Over the past few months, Java has earned itself the reputation of ‘vulnerable’ as the most of the recent Java updates are vulnerable to exploits in one or other ways. Earlier last week, another vulnerability was discovered that was being widely exploited online, as it was included in several crime kits, including Blackhole and Cool Exploit.

Following the discovery of this exploit, Oracle released a patch to fix the issue, the way it always does. But the irony is that, experts are doubtful about its effectiveness:

“This fix is available now as Java 7u11 and anyone who uses Java in their browser should update immediately,” Ross Barrett, Senior Manager of Security Engineering at Rapid7 said in an emailed statement. “This fix also changes the default Java browser security settings to require user consent to execute Java applets which are not digitally signed, or are self-signed.
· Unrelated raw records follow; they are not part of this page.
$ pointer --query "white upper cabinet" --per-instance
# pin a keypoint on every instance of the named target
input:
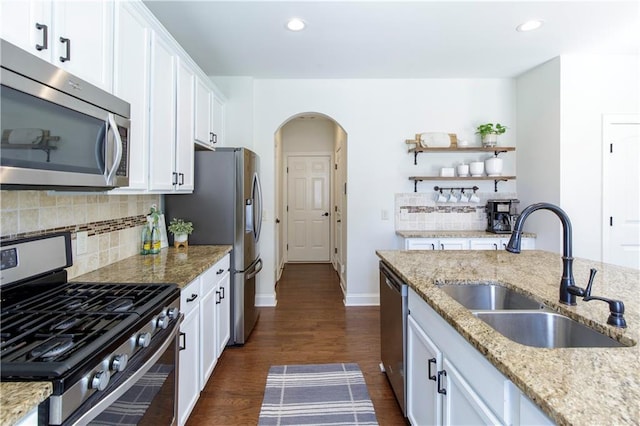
(163, 119)
(183, 170)
(131, 83)
(74, 35)
(209, 123)
(217, 120)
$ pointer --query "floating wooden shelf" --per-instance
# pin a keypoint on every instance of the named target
(495, 149)
(495, 179)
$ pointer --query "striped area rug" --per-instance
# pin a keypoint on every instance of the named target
(316, 394)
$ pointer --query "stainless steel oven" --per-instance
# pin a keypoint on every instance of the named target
(110, 350)
(58, 130)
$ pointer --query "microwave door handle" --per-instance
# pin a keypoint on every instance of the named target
(118, 157)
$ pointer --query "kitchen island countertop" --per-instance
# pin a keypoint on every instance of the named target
(169, 266)
(573, 386)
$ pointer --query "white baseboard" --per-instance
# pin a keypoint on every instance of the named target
(266, 300)
(366, 299)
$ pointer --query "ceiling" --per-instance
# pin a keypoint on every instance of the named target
(394, 39)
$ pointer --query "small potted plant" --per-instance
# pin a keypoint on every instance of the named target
(180, 230)
(489, 133)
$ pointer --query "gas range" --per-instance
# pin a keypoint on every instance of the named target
(87, 339)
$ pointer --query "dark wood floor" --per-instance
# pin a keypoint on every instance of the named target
(310, 325)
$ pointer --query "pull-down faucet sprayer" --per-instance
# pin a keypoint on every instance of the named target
(513, 246)
(568, 288)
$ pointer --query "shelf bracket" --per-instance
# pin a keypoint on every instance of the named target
(495, 183)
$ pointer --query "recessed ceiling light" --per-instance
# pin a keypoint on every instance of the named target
(295, 24)
(531, 25)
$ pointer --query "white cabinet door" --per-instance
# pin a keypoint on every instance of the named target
(422, 244)
(423, 362)
(87, 27)
(184, 128)
(223, 314)
(131, 83)
(461, 404)
(74, 35)
(454, 244)
(27, 24)
(162, 115)
(203, 114)
(208, 322)
(189, 364)
(217, 120)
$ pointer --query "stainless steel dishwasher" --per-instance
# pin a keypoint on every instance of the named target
(393, 330)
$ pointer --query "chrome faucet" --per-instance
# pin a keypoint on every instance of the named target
(513, 246)
(568, 288)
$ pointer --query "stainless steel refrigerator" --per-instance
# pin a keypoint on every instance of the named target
(226, 208)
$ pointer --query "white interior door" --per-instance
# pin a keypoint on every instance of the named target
(308, 204)
(621, 190)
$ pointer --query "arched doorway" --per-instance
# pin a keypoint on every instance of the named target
(310, 158)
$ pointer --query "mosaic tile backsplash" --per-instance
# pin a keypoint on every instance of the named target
(421, 212)
(113, 223)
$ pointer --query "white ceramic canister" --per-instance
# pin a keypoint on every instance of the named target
(463, 170)
(476, 168)
(493, 166)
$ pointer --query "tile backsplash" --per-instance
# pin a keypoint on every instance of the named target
(112, 222)
(421, 212)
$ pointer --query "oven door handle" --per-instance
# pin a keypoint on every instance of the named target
(114, 395)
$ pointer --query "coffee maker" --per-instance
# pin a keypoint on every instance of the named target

This indicates that Oracle has made a minor concession against ease-of-use to try to protect users from the *next* time a Java vulnerability is exploited in the wild.”

Just like most Java vulnerabilities, this one too opens the floodgates for attackers because Java itself is cross-platform. Thus, with a little work, the same vulnerability can be used to target Windows systems, Mac OS X, and Linux at the same time.

Back in August last year, Oracle issued an urgent fix to seal a dangerous security flaw within its Java software that’s left thousands of computers wide open to malicious attacks from hackers. But what’s bad about this is that despite several experts warning users to “disable Java immediately”, the security patch was released in a very low-key manner, with nothing more than an obscure post made to the notes section of its website, with no press release or no big announcement to the media.

So, with so many uncertainties surrounding Java, we again recommend that those who don’t need the software uninstall it from their system now, or at least do it carefully.